Paper Structure (18 sections, 3 equations, 3 figures, 2 tables)

This paper contains 18 sections, 3 equations, 3 figures, 2 tables.

Figures (3)

  • Figure 1: Top: The UMETTS framework adeptly synthesizes speech by incorporating emotional cues from multiple modalities, ensuring the output speech consistently conveys the intended emotions. This capability is exemplified through our multimodal references, accessible by clicking the respective links: https://github.com/KTTRCDL/UMETTS/tree/main/demo/static/demo_image/reference_image.png, https://github.com/KTTRCDL/UMETTS/tree/main/demo/static/demo_video/reference_video.mp4, https://github.com/KTTRCDL/UMETTS/tree/main/demo/static/demo_audio/reference_audio.wav, and https://github.com/KTTRCDL/UMETTS/tree/main/demo/static/demo_audio/demo.wav. [Click on brackets to access source files]. Bottom: Emotion speech synthesizes by Style Transfer Model.
  • Figure 2: The Overview of UMETTS Framework.
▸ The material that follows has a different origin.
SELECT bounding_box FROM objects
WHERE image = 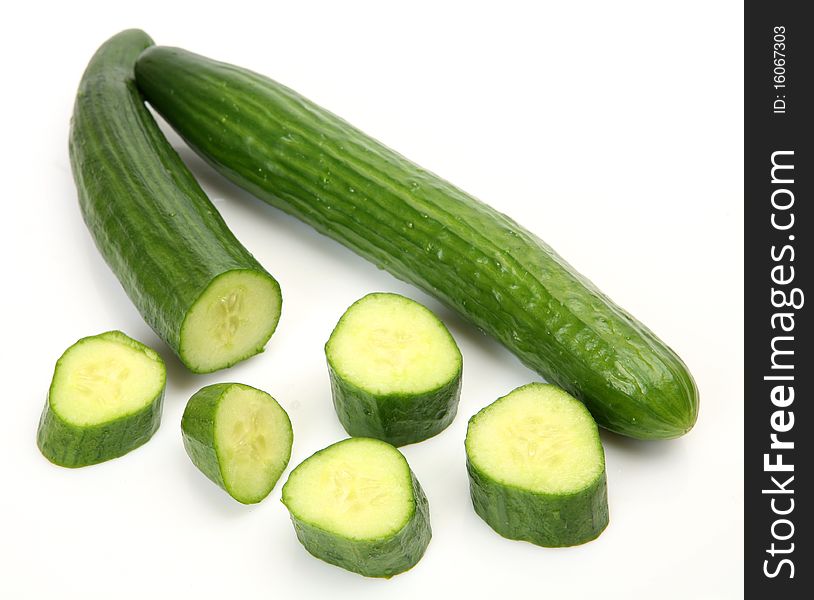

UMETTS consists of two components: 1) Multimodal Emotional Prompt Alignment (EP-Align) and 2) Emotion embedding-induced TTS (EMI-TTS). EP-Align involves multimodal emotional presentation alignment, empowering EMI-TTS with multimodal emotional information-inducing audio synthesis.
  • Figure 3: Left: Confusion matrix of MELD multi-modal emotion alignment with EP-Align. Right: Samples of RAF compound emotion images aligned with EP-Align.